At the posterior edge of the piece, an irregular segment of bone tissue covered by adipose and muscle tissue was identified, as well as 2 lobulated pinkishes measuring 3.5 x 2 x 1.4 cm and 1.5 x 1 cm.
On the lateral edges, an encapsulated lesion of white cartilaginous aspect naked in the center hard tissue with 5.3 cm in diameter was identified, and the internal and external borders distanced 0.5 cm and 0.3 cm, respectively.
We performed a postoperative follow-up radiograph 30 days after the surgical procedure, checking mandibular reconstruction.
After 6 months of evolution, the patient was asymptomatic solid foods with normal distribution on the unaffected side and there were no fistulas or exposure of bone or osteosyntesis material.

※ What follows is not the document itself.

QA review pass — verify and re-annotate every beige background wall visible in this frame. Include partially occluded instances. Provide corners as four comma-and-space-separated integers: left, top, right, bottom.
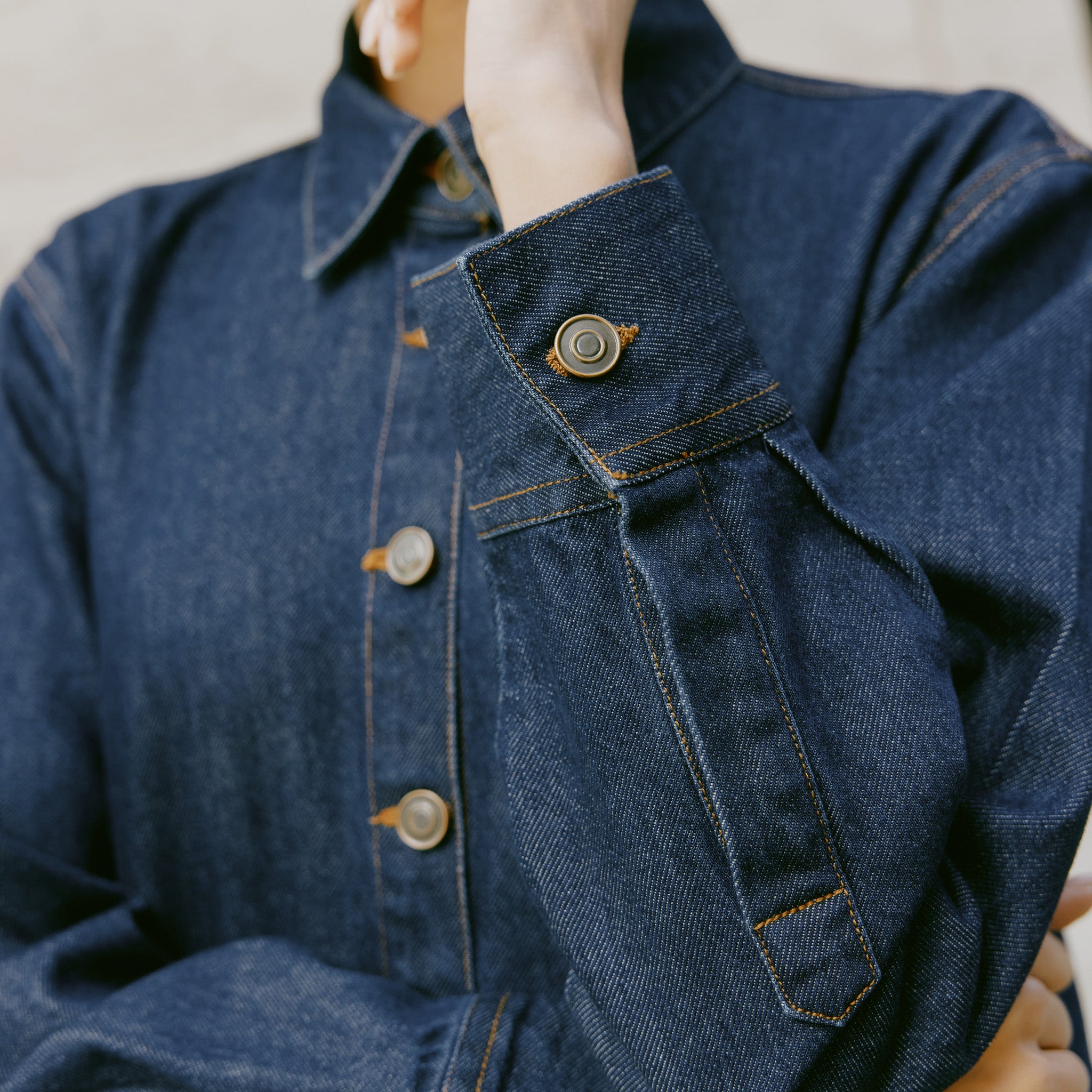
6, 0, 1092, 1007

The occlusion was displaced approximately 2 mm to the right side, considering the lack of muscles on the affected side.
The defect was completely covered and the mandibular contour was returned.
No complications were observed in the donor sites of both flaps.
In the control performed 7 months after surgery, the patient came complaining of pain in the left mandibular region.
The intraoral clinical examination showed the presence of an ulcerous lesion in the mucosa of the left retromolar region. For this reason, we interconsulted the Head and Neck Service and a mandibular dislodgement CT in our hospital.
We performed a biopsy of this lesion resulting from high-grade chondroblastic osteosarcoma.
When recurrence occurs, new imaging studies determined unfavorable evolution due to rapid invasion of the lesion to the base of the skull with significant involvement of anatomical structures that prevented its resection.
The patient remained 9 months after detection of recurrence with palliative treatment and pain therapy, and unfortunately died 21 months after surgery.